Plutôt que de se tourner vers des tiers pour certifier que leurs vins sont biologiques ou biodynamiques — ce qui impliquerait des inspections et des audits pour s'assurer que les produits répondent à certains critères — certains vignerons français ont élaboré leur propre norme de certification avec l'industrie. Or, l’étude de Delmas et Gergaud montre que ces vins sous label « Lutte raisonnée », sans partie tierce dans la plupart des cas n’ont pas tenu les mêmes promesses au plan gustatif que les vins labélisés par des parties-tierces (bio ou biodynamiques). Les vins labelisés sans partie tierce obtiennent en effet des scores similaires à ceux des vins conventionnels.
De plus en plus de vignerons français choisissent de produire leurs vins selon des méthodes bios ou biodynamiques. Parmi les 128 000 vins de l’étude, 3,9% étaient bio ou biodynamiques entre 1995 et 2000 contre 7,4% entre 2001 et 2014. Magali Delmas témoigne : « les propriétaires de petits vignobles ne veulent pas que leurs familles et leurs ouvriers agricoles soient exposés aux pesticides, et les grands vignobles, commencent à suivre leur exemple ».
Cela vaut la peine de trinquer pour l’environnement.
« Cela semble être un autre pas dans la bonne direction » convient Magali Delmas et elle précise «Pas seulement pour la santé et l'environnement, mais pour la qualité du vin ».

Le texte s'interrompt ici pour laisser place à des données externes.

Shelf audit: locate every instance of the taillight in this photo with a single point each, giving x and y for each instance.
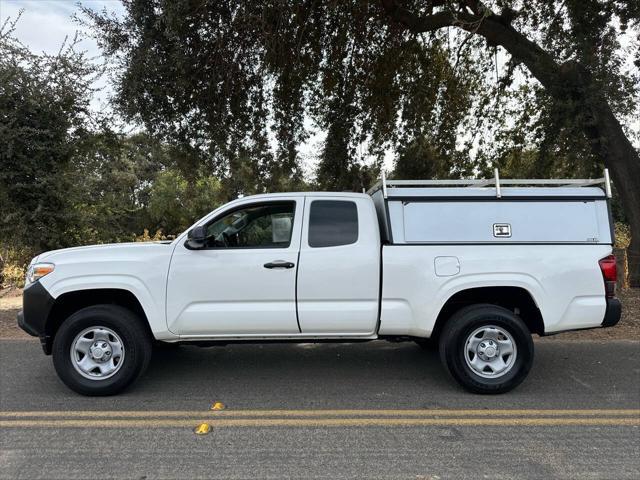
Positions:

Cependant, le défi de faire savoir aux consommateurs que les vins biologiques ont meilleur goût est un autre obstacle. Dans son livre de 2018 «The Green Bundle: Pairing the Market with the Planet», Magali Delmas suggère que les producteurs de vin annoncent la qualité de leurs produits plutôt que leurs avantages environnementaux. Et qu'ils communiquent que les pratiques biologiques et biodynamiques sont en fait conformes à des pratiques séculaires — un clin d'œil au fait que l'industrie est si ancrée dans la tradition — alors que l'utilisation de pesticides synthétiques n'a commencé que dans les années 1930.